In a competitive market for multifamily acquisitions, more investors are looking at niche plays.

Bendix Anderson | Sep 03, 2019

In late August, investment firm Starwood Capital Group bought 21 affordable housing properties in Florida and Texas containing a total of 4,448 apartment units. According to Mark Keatley, managing director at Starwood Capital, the firm is “confident this portfolio is well-positioned to deliver attractive risk-adjusted returns to our investors.”

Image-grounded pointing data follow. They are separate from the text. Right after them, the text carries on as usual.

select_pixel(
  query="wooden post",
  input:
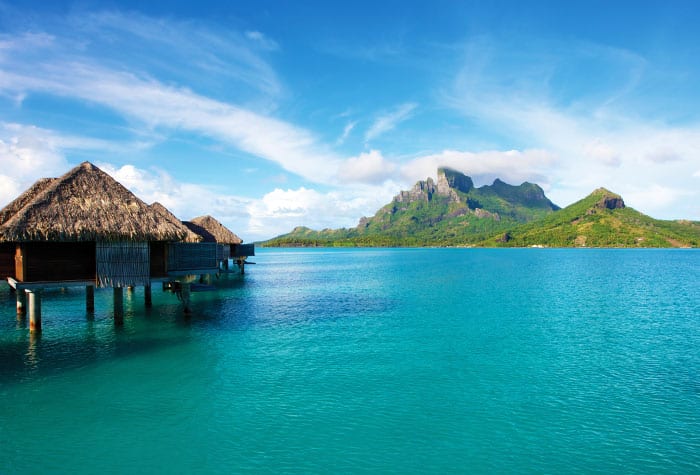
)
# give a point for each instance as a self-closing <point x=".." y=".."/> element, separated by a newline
<point x="21" y="302"/>
<point x="147" y="295"/>
<point x="118" y="306"/>
<point x="34" y="310"/>
<point x="89" y="298"/>
<point x="185" y="293"/>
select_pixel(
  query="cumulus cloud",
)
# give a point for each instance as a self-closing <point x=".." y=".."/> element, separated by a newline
<point x="346" y="132"/>
<point x="366" y="168"/>
<point x="602" y="153"/>
<point x="262" y="40"/>
<point x="157" y="185"/>
<point x="26" y="154"/>
<point x="389" y="121"/>
<point x="52" y="67"/>
<point x="510" y="166"/>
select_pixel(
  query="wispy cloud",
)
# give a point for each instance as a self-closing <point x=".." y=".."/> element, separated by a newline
<point x="159" y="106"/>
<point x="389" y="121"/>
<point x="369" y="168"/>
<point x="595" y="139"/>
<point x="262" y="40"/>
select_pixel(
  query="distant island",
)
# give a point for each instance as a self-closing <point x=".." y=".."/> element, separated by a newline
<point x="453" y="212"/>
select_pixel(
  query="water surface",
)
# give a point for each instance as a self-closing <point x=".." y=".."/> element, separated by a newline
<point x="370" y="360"/>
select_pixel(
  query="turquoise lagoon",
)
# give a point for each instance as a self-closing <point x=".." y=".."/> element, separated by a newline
<point x="370" y="360"/>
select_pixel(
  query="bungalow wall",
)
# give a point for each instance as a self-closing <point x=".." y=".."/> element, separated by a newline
<point x="242" y="250"/>
<point x="159" y="258"/>
<point x="201" y="256"/>
<point x="54" y="261"/>
<point x="7" y="260"/>
<point x="121" y="264"/>
<point x="223" y="252"/>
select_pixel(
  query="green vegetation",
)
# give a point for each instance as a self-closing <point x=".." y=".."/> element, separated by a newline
<point x="592" y="222"/>
<point x="454" y="213"/>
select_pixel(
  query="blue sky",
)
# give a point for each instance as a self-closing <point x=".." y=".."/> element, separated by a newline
<point x="270" y="115"/>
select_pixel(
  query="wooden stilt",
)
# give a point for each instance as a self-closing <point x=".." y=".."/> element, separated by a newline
<point x="147" y="296"/>
<point x="118" y="306"/>
<point x="185" y="292"/>
<point x="89" y="298"/>
<point x="21" y="302"/>
<point x="34" y="297"/>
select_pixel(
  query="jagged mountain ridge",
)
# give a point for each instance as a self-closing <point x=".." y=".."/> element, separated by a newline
<point x="600" y="220"/>
<point x="452" y="212"/>
<point x="454" y="195"/>
<point x="439" y="212"/>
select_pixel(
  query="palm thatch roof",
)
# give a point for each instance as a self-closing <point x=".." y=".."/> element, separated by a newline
<point x="20" y="202"/>
<point x="212" y="230"/>
<point x="85" y="204"/>
<point x="167" y="214"/>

That statement is particularly relevant today because many investors are having a hard time finding apartment properties that they can buy at prices low enough to give them an attractive risk-adjusted return. They continue to buy billions of dollars in U.S. apartment properties, however. To make these deals work, a growing number of investors are putting their money into higher-yielding property sub-types, including affordable housing and apartment properties in secondary and tertiary markets, according to Brian McAuliffe, president of capital markets with real estate services firm CBRE.

Looking for yield

Starwood’s latest deal brings the number of affordable housing units owned by the company and its affiliates to 20,700.

“[That makes] us one of the top 10 largest owners in the United States,” says Keatley. Terms of the transaction, which Starwood made through one of its controlled affiliates, were not disclosed. The 21 properties have an average age of 15 years, with few vacancies and are located in attractive Texas and Florida markets, including the Dallas-Fort Worth metro.

Other multifamily investors are spending their capital on apartment properties in smaller cities. Investors spent 15 percent more from the start 2019 through July to buy apartment properties in secondary markets compared to the same period the year before, according to research firm Real Capital Analytics (RCA). By contrast, the dollar volume of apartment property sales in the six major metro areas and in the smaller tertiary markets is largely unchanged, according to RCA.

“We’ve seen the biggest increase in capital going into secondary and tertiary markets seeking value and opportunity,” says McAuliffe. Many investors are now focused exclusively on these secondary and tertiary markets. “In the past, they would be looking at all different kinds of markets.”

Strong year for investment

The total amount of money that investors spent on apartment acquisitions from January through July 2019 was 9 percent higher than during the same period the year before, according to RCA.

“We are on pace for 2019 to be another record year that outpaces the activity that we saw in 2018,” notes McAuliffe.

Strong property fundamentals continue to attract new investors to the apartment sector. “There are more family offices, local investors, and international investors coming into the space, so the traditional multi-housing owners and operators are competing in a crowded field,” says Christine Espenshade, managing director and co-leader of the multi-housing group with real estate services firm JLL.

Low interest rates are also encouraging investors to put money into apartment properties. “Being able to borrow a significant portion of the purchase price at a low rate makes investing in multifamily attainable for a lot of new groups,” notes Espenshade.

This new crop of investors is helping bid up the prices of apartment buildings. RCA’s Commercial Property Price Index for apartments rose by 6.5 percent in July compared to the year before.

“They are probably paying a price that they wish they didn’t have to pay,” says CBRE’s McAuliffe. Cap rates on infill apartment properties averaged 5.2 percent in the first half of 2019, according to CBRE. That’s down five basis points from the second half of 2018.

“There is a lot of capital chasing multifamily assets… it’s incredibly competitive for everyone,” says Espenshade.